İkinci doğum günü geldiğinde saymayı öğrenmişti bile. Bir sayının ardından diğerinin ve bir başkasının geldiğini ve her birinin bir adı olduğunu biliyordu. Bu isimleri bir gün tesadüfen kalıplarla öğrendi. Kalıplarla dolu bir kutudan yere bir kalıp koydu.
(…)
Para, elbette, tarladaki ağaçlardan ve papatyalardan farklıydı. Üç yaşına geldiğinde, istediğinin karşılığında para verilmesi gerektiğini biliyordu. Annesiyle caddenin ilerisindeki markete yürüdü; annesinin ekmek, süt, et, sebze ve meyve karşılığında metal ve kağıt parçalar verdiğini gördü.
İlk seferden sonra eve döndüğünde, “Bu ne?” diye sordu. Annesinin bozuk para çantasını bulmuş, açıp içindeki çeşitli bozuk paraları mutfak masasında sıraya koymuştu.

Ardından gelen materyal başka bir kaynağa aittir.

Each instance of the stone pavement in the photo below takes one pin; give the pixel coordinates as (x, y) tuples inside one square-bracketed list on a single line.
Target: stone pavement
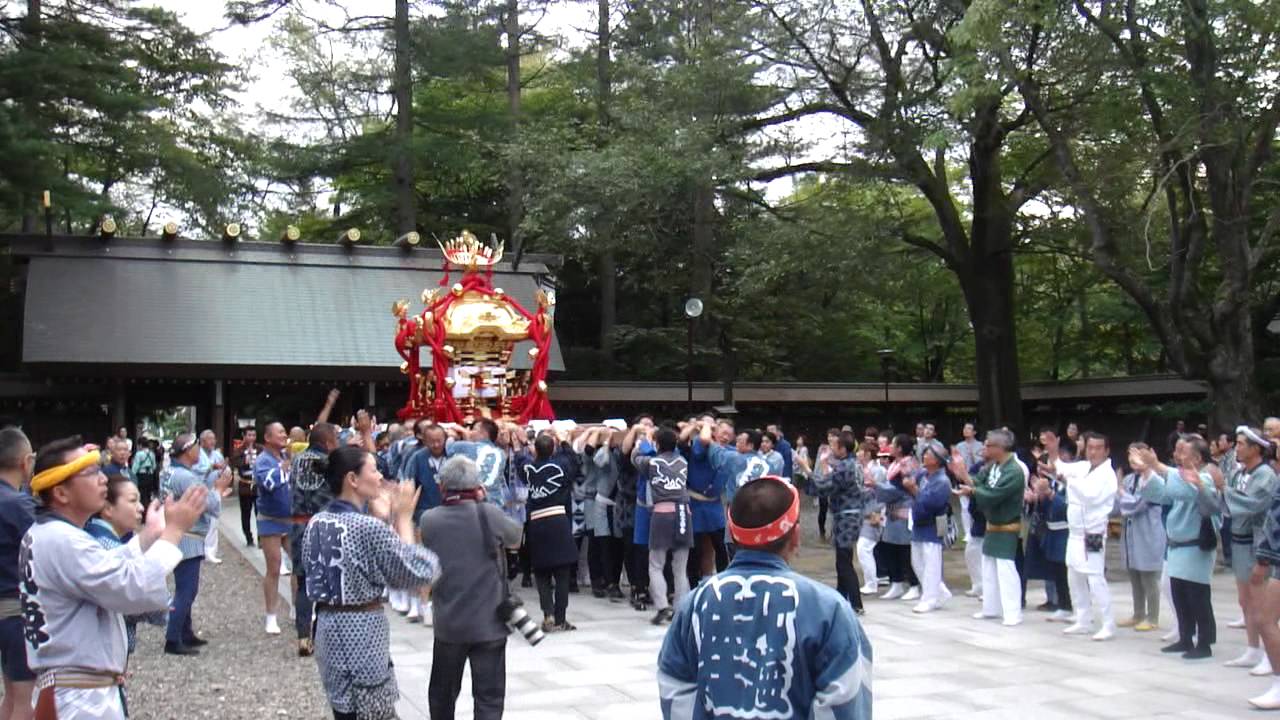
[(938, 665)]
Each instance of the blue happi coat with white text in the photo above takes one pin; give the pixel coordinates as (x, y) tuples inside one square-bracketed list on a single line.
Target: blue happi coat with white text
[(763, 642)]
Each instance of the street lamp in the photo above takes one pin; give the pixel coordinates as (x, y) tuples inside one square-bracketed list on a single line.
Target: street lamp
[(886, 356), (693, 310)]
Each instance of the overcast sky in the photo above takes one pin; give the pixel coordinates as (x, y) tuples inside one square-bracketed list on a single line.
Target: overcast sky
[(269, 85), (246, 45)]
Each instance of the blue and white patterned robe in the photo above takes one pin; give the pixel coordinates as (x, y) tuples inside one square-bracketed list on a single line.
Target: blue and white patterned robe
[(760, 641), (351, 557)]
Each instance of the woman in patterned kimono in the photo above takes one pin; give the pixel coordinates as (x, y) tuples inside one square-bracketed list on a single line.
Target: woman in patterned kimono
[(351, 556)]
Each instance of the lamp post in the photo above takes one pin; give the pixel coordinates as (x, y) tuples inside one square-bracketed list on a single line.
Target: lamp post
[(693, 310), (886, 356)]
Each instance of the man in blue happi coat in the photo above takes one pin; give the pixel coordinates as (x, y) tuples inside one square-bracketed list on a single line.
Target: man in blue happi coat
[(759, 639)]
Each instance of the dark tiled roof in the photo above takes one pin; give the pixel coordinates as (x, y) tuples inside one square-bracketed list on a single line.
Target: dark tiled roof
[(188, 304)]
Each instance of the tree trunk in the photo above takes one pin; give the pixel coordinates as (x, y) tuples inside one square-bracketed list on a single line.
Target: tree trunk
[(1086, 333), (31, 30), (1232, 374), (406, 196), (991, 308), (515, 180), (604, 219), (704, 242), (607, 272)]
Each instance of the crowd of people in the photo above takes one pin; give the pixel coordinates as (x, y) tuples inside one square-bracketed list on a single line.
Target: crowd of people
[(699, 516)]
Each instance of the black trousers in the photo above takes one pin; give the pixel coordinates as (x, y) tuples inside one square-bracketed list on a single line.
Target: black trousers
[(638, 566), (1194, 613), (604, 561), (246, 518), (488, 678), (554, 600), (881, 554), (899, 557), (846, 577), (1020, 564), (1057, 573)]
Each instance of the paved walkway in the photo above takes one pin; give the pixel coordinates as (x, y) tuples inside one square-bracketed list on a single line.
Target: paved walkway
[(938, 665)]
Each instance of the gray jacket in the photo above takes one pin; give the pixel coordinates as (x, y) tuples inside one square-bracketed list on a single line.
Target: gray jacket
[(1142, 546), (174, 484)]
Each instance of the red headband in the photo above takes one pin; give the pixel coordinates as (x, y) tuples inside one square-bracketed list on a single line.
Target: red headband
[(775, 531)]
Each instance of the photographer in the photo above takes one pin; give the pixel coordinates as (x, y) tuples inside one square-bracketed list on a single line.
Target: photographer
[(470, 589)]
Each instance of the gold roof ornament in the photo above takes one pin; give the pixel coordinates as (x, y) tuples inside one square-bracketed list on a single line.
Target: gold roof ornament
[(467, 251)]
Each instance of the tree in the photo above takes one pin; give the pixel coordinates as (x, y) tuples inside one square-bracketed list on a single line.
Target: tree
[(1200, 140), (885, 71), (119, 110)]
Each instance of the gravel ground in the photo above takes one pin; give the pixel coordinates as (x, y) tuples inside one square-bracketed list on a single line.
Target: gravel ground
[(241, 673)]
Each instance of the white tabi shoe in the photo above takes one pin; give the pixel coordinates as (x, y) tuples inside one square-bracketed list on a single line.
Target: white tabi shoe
[(1269, 700), (895, 591), (1248, 659), (1078, 628), (1264, 668)]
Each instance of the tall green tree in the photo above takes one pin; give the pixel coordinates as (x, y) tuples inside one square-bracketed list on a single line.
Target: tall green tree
[(1176, 98)]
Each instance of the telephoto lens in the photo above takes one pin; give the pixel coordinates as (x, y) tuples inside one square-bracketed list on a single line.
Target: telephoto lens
[(517, 619)]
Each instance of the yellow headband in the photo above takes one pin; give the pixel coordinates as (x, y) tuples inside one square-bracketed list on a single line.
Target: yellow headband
[(62, 473)]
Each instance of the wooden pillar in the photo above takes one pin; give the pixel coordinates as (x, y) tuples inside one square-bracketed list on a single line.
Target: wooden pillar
[(118, 408), (219, 420)]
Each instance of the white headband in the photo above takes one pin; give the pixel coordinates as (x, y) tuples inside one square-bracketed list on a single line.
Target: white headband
[(1253, 436)]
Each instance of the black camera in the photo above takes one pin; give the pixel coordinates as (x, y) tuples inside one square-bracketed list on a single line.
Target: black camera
[(513, 614)]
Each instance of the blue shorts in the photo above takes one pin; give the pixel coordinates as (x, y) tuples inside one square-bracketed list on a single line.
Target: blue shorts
[(13, 651), (269, 528), (641, 533)]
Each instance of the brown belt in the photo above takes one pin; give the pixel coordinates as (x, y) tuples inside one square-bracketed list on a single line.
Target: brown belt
[(371, 606), (1016, 525), (46, 702)]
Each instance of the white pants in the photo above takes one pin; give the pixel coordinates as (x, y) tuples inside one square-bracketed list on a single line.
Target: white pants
[(1089, 589), (1002, 589), (679, 573), (867, 559), (211, 541), (927, 563), (973, 561)]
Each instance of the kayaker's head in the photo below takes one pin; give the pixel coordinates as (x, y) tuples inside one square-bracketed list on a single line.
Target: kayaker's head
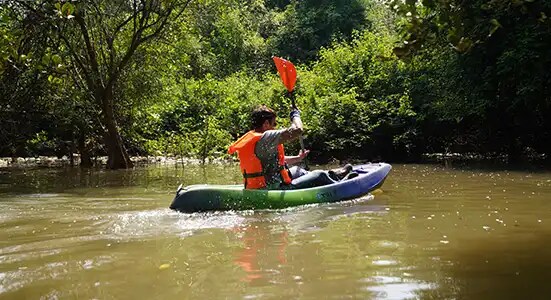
[(263, 118)]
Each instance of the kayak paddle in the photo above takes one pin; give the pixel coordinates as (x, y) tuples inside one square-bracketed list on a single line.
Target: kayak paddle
[(288, 75)]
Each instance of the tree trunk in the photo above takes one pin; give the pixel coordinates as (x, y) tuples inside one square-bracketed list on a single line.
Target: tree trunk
[(117, 156), (85, 158)]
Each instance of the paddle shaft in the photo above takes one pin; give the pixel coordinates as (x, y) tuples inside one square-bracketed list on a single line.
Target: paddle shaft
[(301, 138)]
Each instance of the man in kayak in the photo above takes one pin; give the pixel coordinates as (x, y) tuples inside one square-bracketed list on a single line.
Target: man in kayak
[(262, 159)]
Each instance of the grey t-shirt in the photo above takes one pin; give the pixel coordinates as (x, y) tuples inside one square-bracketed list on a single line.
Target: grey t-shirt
[(266, 151)]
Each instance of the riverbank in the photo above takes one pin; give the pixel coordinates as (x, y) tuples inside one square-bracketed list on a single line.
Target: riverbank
[(48, 161), (101, 161)]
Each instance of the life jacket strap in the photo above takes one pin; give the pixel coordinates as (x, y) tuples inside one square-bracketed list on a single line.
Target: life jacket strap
[(252, 175)]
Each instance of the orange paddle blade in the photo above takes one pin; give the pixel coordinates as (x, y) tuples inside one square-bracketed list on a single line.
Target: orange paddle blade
[(287, 72)]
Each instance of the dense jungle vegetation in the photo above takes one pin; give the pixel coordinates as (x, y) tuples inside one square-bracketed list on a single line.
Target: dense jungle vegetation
[(377, 80)]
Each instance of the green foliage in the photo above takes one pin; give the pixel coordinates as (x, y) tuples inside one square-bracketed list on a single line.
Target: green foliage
[(306, 26), (473, 76)]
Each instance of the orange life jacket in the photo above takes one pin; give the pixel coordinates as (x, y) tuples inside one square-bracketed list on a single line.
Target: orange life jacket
[(251, 166)]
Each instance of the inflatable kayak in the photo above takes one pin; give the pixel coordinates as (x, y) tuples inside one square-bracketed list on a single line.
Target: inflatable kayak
[(204, 197)]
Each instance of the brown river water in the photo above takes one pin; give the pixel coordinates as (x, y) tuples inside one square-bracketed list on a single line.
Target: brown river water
[(431, 232)]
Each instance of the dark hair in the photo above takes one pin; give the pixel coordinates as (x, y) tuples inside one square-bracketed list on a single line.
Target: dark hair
[(260, 115)]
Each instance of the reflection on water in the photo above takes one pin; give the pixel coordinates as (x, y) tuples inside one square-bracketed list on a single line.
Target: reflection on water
[(431, 232)]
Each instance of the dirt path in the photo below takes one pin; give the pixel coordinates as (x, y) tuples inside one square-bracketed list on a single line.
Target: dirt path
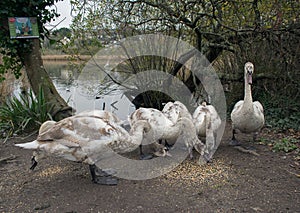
[(233, 182)]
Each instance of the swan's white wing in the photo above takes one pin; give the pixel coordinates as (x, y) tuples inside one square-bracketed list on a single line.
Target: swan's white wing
[(171, 112), (103, 114), (237, 107)]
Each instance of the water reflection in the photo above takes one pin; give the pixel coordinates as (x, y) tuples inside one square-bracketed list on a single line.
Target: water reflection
[(83, 94)]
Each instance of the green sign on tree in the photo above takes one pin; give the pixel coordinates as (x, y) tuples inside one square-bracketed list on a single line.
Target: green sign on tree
[(23, 27)]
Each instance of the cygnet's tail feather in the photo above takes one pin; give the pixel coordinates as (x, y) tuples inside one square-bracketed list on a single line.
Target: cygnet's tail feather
[(30, 145)]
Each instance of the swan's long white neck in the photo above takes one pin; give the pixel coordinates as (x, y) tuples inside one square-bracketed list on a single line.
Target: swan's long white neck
[(248, 102)]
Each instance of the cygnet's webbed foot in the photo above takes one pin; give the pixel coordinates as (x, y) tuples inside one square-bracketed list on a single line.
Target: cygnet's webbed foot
[(34, 163), (203, 160), (146, 156), (106, 180), (102, 177)]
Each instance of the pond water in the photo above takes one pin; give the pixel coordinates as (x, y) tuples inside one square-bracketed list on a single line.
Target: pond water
[(74, 91)]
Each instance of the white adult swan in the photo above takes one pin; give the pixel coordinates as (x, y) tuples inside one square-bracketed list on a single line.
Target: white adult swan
[(247, 116), (81, 138)]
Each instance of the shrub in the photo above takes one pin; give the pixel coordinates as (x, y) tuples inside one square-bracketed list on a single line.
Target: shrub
[(24, 114)]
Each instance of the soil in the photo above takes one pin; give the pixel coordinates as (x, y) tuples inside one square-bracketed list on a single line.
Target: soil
[(234, 181)]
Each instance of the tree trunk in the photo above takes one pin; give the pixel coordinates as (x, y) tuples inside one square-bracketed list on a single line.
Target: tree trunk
[(39, 79)]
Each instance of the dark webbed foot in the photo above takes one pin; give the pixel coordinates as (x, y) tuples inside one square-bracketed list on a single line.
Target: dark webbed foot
[(34, 163), (102, 177), (234, 142), (106, 180), (146, 156)]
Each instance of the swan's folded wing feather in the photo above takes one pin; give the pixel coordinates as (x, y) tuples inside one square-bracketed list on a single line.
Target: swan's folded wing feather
[(259, 106)]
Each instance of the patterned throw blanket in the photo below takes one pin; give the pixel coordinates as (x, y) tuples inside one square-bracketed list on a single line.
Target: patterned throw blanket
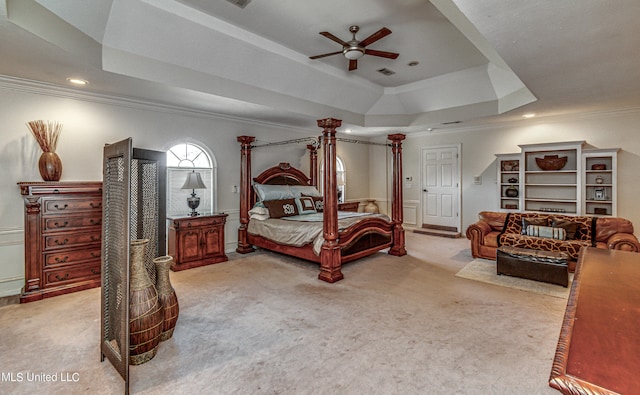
[(318, 217)]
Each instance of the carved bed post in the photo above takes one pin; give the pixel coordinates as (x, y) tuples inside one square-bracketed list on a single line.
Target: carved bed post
[(398, 247), (330, 258), (245, 193), (313, 164)]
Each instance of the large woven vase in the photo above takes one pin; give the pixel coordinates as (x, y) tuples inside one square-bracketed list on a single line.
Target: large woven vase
[(167, 296), (145, 311), (50, 166)]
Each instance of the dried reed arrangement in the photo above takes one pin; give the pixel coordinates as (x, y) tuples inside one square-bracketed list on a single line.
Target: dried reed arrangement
[(46, 134)]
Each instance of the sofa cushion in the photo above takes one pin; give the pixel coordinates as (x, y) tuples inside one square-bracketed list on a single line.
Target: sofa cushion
[(546, 231), (495, 219), (571, 227), (607, 227), (526, 222)]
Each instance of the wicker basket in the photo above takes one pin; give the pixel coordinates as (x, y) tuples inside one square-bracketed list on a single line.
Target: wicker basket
[(551, 162)]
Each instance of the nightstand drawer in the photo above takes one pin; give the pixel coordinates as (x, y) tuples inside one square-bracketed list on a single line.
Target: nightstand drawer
[(63, 206), (69, 240), (72, 274), (54, 224), (69, 257)]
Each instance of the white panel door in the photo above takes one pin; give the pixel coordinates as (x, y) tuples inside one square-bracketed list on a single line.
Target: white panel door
[(440, 192)]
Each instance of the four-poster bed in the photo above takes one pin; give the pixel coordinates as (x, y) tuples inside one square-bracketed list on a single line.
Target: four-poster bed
[(342, 238)]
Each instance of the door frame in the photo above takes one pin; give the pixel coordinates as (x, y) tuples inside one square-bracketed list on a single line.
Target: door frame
[(458, 148)]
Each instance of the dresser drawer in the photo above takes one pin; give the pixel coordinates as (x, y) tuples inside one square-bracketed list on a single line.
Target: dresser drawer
[(196, 222), (72, 274), (69, 240), (58, 206), (55, 224), (71, 257)]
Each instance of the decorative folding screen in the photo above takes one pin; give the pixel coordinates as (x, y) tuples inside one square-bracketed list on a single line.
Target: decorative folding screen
[(134, 194)]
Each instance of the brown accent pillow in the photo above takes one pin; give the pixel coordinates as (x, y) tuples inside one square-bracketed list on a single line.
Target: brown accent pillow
[(281, 208), (533, 221), (568, 226)]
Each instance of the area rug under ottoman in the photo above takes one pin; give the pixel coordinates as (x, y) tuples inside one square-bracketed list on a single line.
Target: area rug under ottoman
[(484, 270)]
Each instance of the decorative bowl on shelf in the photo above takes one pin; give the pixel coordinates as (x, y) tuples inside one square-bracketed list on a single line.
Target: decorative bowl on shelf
[(551, 162)]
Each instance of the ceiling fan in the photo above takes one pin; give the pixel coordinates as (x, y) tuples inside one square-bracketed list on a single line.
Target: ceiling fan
[(354, 49)]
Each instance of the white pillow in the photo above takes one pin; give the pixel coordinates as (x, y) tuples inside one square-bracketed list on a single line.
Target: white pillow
[(306, 190), (273, 192), (305, 205)]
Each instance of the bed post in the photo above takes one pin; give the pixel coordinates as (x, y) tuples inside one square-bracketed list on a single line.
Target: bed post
[(330, 258), (245, 193), (313, 164), (398, 247)]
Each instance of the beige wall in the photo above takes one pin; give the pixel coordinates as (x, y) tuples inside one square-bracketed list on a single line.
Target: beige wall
[(479, 146), (90, 122)]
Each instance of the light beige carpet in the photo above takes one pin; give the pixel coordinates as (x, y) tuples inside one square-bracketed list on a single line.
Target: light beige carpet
[(484, 270)]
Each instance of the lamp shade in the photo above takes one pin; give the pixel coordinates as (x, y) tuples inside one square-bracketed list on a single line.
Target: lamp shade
[(194, 181)]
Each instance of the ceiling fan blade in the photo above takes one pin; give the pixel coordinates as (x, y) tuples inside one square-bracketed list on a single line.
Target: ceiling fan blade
[(374, 37), (334, 38), (382, 54), (324, 55)]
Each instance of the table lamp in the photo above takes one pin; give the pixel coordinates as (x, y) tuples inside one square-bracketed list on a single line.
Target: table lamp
[(193, 182)]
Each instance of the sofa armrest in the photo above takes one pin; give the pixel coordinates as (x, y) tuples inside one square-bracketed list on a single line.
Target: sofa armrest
[(476, 233), (623, 241)]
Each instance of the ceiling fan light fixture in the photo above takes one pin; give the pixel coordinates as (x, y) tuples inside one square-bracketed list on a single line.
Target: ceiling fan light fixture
[(353, 53)]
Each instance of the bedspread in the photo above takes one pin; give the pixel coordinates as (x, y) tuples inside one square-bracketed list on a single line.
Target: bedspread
[(301, 232)]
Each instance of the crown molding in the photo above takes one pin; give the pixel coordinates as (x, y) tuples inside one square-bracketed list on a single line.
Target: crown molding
[(53, 90), (511, 123)]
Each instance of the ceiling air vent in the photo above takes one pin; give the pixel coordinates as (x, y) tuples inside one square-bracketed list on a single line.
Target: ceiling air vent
[(386, 71), (240, 3)]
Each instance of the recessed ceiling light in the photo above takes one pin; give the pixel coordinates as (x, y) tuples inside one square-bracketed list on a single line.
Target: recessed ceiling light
[(77, 81)]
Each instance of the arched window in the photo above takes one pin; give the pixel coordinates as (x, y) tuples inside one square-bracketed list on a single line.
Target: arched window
[(341, 179), (183, 159)]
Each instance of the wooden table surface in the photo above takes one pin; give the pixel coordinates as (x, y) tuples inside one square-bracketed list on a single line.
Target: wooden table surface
[(599, 347)]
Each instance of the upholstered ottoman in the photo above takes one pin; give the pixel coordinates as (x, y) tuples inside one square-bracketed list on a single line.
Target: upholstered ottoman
[(546, 266)]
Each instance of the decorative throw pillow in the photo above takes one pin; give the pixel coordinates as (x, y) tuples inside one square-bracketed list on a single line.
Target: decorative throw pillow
[(533, 221), (305, 190), (318, 202), (273, 192), (568, 226), (281, 208), (305, 205), (546, 232)]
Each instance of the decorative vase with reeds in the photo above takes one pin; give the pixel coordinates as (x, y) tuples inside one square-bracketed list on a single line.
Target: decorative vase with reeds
[(167, 296), (47, 134), (145, 310)]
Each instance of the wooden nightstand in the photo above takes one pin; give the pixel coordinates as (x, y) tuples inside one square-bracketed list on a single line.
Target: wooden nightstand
[(196, 241)]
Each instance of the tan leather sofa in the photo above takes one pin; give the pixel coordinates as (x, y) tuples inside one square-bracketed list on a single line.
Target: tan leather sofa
[(499, 228)]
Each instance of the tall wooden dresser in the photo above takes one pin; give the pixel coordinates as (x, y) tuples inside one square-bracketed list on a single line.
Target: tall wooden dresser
[(63, 227)]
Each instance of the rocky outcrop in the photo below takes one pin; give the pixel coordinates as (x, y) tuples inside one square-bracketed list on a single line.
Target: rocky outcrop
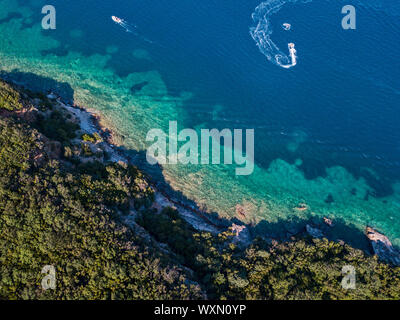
[(382, 247), (314, 232)]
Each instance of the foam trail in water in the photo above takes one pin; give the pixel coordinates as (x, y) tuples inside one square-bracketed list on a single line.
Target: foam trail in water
[(262, 32), (132, 29)]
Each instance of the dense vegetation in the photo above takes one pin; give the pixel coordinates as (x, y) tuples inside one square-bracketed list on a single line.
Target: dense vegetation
[(68, 213), (302, 269)]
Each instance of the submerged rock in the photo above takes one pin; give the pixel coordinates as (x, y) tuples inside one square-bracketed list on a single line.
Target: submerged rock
[(382, 246)]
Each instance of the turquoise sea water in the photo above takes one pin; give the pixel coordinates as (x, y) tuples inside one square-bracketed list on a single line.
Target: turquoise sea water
[(326, 131)]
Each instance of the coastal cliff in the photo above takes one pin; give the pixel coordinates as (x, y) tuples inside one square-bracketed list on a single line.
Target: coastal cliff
[(70, 199)]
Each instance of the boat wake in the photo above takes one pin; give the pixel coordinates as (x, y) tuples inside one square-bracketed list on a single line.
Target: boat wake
[(130, 28), (262, 31)]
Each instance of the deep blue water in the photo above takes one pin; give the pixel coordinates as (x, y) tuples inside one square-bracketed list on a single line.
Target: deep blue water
[(339, 106), (343, 94)]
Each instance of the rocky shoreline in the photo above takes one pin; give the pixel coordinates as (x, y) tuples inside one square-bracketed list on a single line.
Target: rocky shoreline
[(90, 122)]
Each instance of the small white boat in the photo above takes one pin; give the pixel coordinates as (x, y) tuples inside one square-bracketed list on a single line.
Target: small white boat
[(116, 19)]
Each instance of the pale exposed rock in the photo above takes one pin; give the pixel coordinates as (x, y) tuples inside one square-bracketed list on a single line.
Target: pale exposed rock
[(314, 232), (329, 222), (382, 246), (242, 234)]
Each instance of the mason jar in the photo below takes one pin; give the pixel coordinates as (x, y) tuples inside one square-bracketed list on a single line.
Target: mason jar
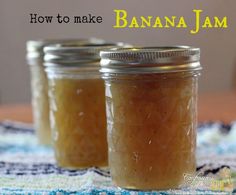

Annesi ona her birinin adını söyledi, o da her birini tekrarladı. Bir kez öğrendikten sonra hiçbir şeyi unutmadı. Sonu gelmeyen sorular sordu ve cevapları hep hatırladı. Ama hatırlamaktan fazlasını yaptı. Prensibi anladı. Para sadece paraydı. İstenilen karşılığında verilmediği sürece hiçbir şey değildi. Bu onun değeriydi, bu onun anlamıydı.
O gün, madeni paraların isimlerini mükemmel bir şekilde tekrarlamasının ardından annesi ona tuhaf tuhaf bakmıştı.
“Hiçbir şeyi unutmuyorsun, değil mi, Rannie?” demişti.
“Hayır,” diye cevaplamıştı. “Hatırlamam gerekebilir, bu yüzden unutmamalıyım”
(Syf 27-30)
Altı yaşındayken okula başladı. Yeni bir hayatın başladığı soğuk bir sonbahar sabahıydı. Annesi ona bir hafta önce lacivert bir takım elbise almış, babası da saçlarını kestirmek için berbere götürmüştü.
(…)
Bu sessiz üniversite kasabasında, yürüyerek gidebilmesi sadece üç sokak ötede bulunan okula giderken günün ciddiyetini düşündü.
Her şeyi öğreneceğim, diye geçirdi aklından. Bana motor yapmayı öğretecekler. Bana tohumların neden büyüdüğünü söyleyecekler. Tanrı’nın ne olduğunu öğrenmeme izin verecekler.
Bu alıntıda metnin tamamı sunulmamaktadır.